| Library resources | |
|---|---|
| PyPI | https://pypi.org/project/beautifulsoup4/ | 
| Github | --- | 
| Documentation | https://beautiful-soup-4.readthedocs.io/en/latest/ | 
Getting started
pip3 install beautifulsoup4
Usage
from bs4 import BeautifulSoup
file = 'path/to/folder/file.html'
soup = BeautifulSoup(open(file), 'html.parser')

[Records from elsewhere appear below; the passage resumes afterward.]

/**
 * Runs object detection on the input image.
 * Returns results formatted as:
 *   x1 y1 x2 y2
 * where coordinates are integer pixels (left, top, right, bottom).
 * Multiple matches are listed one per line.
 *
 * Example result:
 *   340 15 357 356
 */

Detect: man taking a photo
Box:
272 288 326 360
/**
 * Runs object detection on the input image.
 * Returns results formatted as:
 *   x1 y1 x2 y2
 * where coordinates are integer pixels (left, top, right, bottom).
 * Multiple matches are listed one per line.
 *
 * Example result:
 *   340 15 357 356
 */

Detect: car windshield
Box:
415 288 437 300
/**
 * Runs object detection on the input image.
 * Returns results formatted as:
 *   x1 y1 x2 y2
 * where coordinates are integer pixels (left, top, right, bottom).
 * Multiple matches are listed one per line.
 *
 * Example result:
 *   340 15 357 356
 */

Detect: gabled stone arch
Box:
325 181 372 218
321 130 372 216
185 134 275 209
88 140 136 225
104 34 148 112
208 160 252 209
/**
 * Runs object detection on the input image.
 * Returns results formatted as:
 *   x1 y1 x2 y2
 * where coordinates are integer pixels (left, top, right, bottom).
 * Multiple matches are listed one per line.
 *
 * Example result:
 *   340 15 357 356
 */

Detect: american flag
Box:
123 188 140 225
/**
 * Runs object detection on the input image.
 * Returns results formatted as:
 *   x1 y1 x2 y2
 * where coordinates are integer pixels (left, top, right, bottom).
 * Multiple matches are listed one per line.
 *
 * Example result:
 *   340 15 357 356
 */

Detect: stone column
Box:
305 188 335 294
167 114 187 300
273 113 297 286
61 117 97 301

books = soup.find_all('h3')
for book in books:
    title = book.text
    print(f"{title=}")
    y = x.contents[0]
    try:
        link = y['href']
    except:
        link = ''
    print(f"{link=}")
    author = x.next_sibling.next_sibling.text
    print(f"{author=}")
see also:
Target by ID with wildcard
useful when IDs or classes have random strings within them, eg:
-<div id="content-author-B00CR42MOY" class="information_row">C. S. Lewis</div>
-<div id="content-author-B08CGP9TJ7" class="information_row">Ernest Cline</div>
Snippet:
author = x.find("div", {"id" : lambda L: L and L.startswith('content-author')}).text
Find the next element after a tag
soup.head.next_element.next_element
Find an element based on a custom tag attribute
eg. data-field attribute:   
if content.find('a', {'data-field': 'experience_company_logo'}):